New survey finds only one in 10 Americans believe their religion’s teachings prohibit COVID-19 vaccinations; nearly nine in ten disagree. Additionally, six in 10 Americans agree that too many people continue to use religion as an excuse to avoid vaccine requirements.

Similarly, six in 10 Americans believe there is no valid religious reason to refuse a COVID-19 vaccine. Additionally, majorities of all major religious groups agree, with the exception of white evangelical Protestants (41%).

“The broad emphasis on the expression and practice of religions, codified in our Constitution and laws, are fundamental American principles,” said PRRI CEO and Founder Robert P. Jones. “But Americans also believe that the principles of religious freedom are not absolute but rather must be balanced with the health and well-being of our communities.”

The survey also found that three in 10 unvaccinated Americans say they have requested or plan to request a religious exemption from vaccination. In addition, one in five parents of unvaccinated children under 18 say they have requested or will request a religious dispensation for their children.

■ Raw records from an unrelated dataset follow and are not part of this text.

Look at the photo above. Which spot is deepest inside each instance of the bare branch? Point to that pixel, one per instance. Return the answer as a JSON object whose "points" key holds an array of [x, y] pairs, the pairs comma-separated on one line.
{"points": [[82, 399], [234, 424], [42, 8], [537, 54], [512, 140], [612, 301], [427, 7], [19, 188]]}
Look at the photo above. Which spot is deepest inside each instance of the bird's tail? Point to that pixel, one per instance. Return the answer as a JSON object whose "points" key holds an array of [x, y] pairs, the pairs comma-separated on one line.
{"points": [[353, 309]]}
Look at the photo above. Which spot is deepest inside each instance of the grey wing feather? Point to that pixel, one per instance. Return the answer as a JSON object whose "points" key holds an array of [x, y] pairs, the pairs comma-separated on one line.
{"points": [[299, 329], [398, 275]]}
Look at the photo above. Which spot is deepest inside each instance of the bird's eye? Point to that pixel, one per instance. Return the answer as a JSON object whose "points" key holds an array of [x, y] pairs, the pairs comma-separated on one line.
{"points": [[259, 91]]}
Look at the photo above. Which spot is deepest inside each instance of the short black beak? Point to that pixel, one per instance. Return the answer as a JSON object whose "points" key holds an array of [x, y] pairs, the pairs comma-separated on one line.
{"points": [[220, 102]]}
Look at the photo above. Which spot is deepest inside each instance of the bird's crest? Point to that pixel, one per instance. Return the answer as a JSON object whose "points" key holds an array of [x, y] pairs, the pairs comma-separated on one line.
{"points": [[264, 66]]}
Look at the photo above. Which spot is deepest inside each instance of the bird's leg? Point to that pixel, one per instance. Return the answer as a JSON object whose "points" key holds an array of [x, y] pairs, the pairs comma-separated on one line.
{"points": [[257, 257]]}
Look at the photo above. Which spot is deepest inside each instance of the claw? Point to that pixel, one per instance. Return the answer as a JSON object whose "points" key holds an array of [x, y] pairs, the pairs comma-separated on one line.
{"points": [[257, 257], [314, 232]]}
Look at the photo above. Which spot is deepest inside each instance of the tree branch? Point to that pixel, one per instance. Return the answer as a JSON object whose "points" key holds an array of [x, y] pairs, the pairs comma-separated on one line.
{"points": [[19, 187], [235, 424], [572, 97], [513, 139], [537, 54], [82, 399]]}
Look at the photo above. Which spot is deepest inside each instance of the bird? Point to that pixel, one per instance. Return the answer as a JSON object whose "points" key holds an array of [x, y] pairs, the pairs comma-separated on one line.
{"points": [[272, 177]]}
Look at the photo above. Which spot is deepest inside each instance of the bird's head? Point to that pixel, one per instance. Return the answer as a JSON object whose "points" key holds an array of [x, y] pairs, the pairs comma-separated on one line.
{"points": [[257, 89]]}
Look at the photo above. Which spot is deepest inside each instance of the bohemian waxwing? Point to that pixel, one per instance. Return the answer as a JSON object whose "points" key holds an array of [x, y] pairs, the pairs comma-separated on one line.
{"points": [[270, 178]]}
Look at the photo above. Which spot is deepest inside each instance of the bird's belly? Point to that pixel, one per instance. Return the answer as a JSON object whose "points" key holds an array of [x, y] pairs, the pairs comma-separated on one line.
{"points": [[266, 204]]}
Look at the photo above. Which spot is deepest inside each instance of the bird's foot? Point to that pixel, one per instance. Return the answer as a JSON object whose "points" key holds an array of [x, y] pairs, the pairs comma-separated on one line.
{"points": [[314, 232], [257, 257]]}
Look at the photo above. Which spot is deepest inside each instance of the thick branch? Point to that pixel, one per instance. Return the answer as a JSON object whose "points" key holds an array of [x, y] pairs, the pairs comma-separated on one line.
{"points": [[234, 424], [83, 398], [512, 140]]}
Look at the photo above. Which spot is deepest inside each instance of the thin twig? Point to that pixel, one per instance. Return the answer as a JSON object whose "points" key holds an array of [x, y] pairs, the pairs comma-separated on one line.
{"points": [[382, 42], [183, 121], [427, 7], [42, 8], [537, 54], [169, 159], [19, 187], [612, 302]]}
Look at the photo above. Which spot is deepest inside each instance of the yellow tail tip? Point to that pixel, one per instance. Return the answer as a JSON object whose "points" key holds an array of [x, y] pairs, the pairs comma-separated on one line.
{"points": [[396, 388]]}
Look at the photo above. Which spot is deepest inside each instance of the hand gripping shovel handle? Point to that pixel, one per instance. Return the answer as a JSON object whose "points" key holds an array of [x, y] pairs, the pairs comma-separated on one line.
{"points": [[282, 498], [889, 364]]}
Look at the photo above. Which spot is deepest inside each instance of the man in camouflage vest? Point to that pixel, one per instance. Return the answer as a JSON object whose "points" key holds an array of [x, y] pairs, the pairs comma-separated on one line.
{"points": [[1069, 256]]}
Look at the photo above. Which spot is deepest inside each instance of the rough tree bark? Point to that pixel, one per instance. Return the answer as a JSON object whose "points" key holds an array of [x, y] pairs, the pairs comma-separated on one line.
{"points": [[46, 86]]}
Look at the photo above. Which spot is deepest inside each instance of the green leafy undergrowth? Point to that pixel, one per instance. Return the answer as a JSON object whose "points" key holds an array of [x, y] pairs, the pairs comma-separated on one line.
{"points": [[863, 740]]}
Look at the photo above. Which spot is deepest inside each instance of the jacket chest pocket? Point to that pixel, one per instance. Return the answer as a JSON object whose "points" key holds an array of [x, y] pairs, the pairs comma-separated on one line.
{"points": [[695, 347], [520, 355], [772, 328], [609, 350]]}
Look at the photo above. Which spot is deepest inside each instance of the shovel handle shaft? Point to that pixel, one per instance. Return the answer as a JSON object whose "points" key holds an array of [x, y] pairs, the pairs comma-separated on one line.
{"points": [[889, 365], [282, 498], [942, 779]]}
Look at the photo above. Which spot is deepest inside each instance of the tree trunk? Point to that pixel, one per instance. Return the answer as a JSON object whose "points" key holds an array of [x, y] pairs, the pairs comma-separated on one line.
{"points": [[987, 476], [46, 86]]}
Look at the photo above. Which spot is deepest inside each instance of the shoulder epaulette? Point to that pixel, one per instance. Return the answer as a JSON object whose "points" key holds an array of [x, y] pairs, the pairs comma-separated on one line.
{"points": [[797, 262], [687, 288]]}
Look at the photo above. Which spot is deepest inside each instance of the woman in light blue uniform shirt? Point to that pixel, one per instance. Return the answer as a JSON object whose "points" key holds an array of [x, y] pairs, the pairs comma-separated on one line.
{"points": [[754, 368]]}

According to the report, white evangelicals stand out among the unvaccinated, with about four in 10 saying they plan to apply for a religious exemption from vaccination requirements.

Key additional findings from the PRRI-IFYC report

Four in 10 Americans agree that “the government doesn’t tell us about other treatments for COVID-19 that are just as effective as the vaccine.” Republicans are twice as likely as Democrats to believe this conspiracy theory. White evangelical Protestants are the only major religious group among which a majority believes in this conspiracy theory.

  • Less than half of Americans think no one should be allowed to request a waiver from receiving a COVID-19 vaccine because of their religious beliefs.
  • One in four Americans who are unvaccinated say a key reason they have not received a COVID-19 vaccine is their belief that the severity of COVID-19 has been exaggerated. Another 39% say it’s one of the reasons, but not the main one.
  • One in five vaccinated Americans (19%), including 26% of black Americans, say they could easily go to a nearby vaccination site as their main reason for getting vaccinated.
  • Four in 10 vaccinated Americans cite wanting to protect those who cannot get vaccinated as the primary reason for their decision to get vaccinated.

“This survey also shows that religious interventions have worked,” said IFYC President and Founder Eboo Patel. “When pastors encourage vaccination and mosques hold vaccination clinics, more people get vaccinated. Faith groups remain ready to play our part, but we need partners. If we are to defeat the omicron variant, philanthropy, the private sector, and government will need to step up their efforts.